Print Recipe
Beef and Lentil Soup
 
recipe image
Prep Time: 20 Minutes
Cook Time: 60 Minutes
Ready In: 80 Minutes
Servings: 8
Not having any barley, I decided to try a recipe from my favourite soup cookbook. Against my usual practice, I added 1/2 tsp of salt to the soup pot. It does add to the flavour.
Ingredients:
1 lb beef shank
1 tablespoon olive oil
1 medium onion
2 garlic cloves
6 cups water
2 bay leaves
2 sprigs fresh thyme, preferably fresh or 1 teaspoon dried thyme
1/2 teaspoon dried rosemary
1 clove
1/3 cup no-salt-added tomato sauce
3/4 cup red lentil
2 medium potatoes, peeled and cubed
1/2 teaspoon salt
Directions:
1. Add olive oil to a soup pot. Over moderately high heat, brown soup bone. Add onion and garlic and cook over moderately low heat until onion is transparent.
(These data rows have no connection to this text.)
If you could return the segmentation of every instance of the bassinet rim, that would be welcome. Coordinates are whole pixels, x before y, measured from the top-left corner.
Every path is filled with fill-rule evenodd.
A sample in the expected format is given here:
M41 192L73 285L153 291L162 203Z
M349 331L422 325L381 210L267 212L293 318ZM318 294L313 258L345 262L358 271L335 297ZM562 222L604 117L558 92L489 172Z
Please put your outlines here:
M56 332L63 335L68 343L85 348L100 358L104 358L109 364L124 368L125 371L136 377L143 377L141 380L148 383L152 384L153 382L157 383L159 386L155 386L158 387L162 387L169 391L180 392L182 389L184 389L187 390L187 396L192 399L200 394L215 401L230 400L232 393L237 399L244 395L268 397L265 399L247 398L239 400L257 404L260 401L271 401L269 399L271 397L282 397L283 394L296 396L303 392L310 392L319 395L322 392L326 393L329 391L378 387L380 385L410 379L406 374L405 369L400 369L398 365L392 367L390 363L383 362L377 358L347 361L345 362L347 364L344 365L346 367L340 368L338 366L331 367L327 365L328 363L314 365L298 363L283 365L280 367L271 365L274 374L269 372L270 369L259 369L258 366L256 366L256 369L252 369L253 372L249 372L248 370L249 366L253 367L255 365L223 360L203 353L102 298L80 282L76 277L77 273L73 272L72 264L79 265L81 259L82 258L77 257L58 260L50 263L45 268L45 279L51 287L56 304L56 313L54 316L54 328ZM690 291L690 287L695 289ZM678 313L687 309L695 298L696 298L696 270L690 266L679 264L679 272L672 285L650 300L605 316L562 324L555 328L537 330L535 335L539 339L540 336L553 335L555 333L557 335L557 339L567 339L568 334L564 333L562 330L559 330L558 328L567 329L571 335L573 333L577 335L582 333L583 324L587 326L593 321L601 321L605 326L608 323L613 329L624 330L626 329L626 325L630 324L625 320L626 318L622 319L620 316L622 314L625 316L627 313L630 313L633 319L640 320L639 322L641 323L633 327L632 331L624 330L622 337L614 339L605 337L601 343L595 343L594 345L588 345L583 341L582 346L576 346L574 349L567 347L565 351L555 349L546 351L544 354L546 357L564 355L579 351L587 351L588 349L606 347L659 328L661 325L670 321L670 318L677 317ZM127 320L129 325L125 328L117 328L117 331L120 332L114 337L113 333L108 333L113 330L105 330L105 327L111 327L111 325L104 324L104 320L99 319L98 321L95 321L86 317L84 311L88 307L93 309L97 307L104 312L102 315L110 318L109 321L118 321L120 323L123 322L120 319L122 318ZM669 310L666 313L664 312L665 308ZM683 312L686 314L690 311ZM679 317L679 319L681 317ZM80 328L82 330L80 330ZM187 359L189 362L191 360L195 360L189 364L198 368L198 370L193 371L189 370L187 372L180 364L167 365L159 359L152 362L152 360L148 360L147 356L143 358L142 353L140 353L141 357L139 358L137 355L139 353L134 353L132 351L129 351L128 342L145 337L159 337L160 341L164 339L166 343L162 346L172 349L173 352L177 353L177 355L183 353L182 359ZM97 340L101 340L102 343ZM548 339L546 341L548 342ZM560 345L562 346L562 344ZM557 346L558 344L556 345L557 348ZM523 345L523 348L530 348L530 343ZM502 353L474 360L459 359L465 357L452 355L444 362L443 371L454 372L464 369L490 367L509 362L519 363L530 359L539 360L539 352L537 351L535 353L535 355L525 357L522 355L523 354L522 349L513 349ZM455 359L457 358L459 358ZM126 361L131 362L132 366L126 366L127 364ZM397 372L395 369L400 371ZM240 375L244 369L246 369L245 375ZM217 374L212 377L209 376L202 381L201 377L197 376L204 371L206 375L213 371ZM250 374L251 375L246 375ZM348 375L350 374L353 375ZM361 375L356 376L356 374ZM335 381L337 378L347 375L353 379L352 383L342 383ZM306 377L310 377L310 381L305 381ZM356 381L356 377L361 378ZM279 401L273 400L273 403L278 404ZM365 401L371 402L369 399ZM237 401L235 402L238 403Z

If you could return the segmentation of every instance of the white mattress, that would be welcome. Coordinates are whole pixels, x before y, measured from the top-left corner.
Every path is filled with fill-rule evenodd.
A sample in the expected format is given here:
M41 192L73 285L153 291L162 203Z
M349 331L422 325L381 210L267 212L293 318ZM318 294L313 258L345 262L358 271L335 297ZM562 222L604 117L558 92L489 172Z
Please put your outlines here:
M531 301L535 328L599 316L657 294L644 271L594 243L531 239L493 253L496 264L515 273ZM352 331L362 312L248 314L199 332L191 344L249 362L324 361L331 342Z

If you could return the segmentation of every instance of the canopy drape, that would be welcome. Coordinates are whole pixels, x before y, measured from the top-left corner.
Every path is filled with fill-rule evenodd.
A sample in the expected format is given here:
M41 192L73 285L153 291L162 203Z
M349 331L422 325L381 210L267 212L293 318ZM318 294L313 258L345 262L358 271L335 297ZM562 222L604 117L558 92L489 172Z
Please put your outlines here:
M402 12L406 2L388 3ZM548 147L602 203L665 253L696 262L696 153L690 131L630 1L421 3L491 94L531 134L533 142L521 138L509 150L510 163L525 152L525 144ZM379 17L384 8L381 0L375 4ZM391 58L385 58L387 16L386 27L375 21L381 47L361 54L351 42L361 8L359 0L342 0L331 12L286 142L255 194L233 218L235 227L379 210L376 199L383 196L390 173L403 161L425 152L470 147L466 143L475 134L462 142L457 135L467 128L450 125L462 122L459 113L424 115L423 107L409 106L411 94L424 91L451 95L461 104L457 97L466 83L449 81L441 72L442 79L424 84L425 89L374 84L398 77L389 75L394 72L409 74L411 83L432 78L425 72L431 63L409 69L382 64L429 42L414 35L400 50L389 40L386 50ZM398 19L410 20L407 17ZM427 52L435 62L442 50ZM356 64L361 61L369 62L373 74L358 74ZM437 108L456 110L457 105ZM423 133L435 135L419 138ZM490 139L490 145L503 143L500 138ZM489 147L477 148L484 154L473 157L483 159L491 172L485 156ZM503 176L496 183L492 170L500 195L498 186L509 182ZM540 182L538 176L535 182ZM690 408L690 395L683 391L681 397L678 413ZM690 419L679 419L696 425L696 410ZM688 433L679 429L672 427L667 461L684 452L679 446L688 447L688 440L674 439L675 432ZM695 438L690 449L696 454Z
2. Add 2 cups water and the tomato sauce and simmer until beef is tender.
3. Add spices, potato and lentils and the rest of the water and simmer over low heat until the lentils have lost all definition and potatoes are tender, approximately 25 minutes.
4. Season to taste. I added 1/2 tsp of salt which seemed about right for me.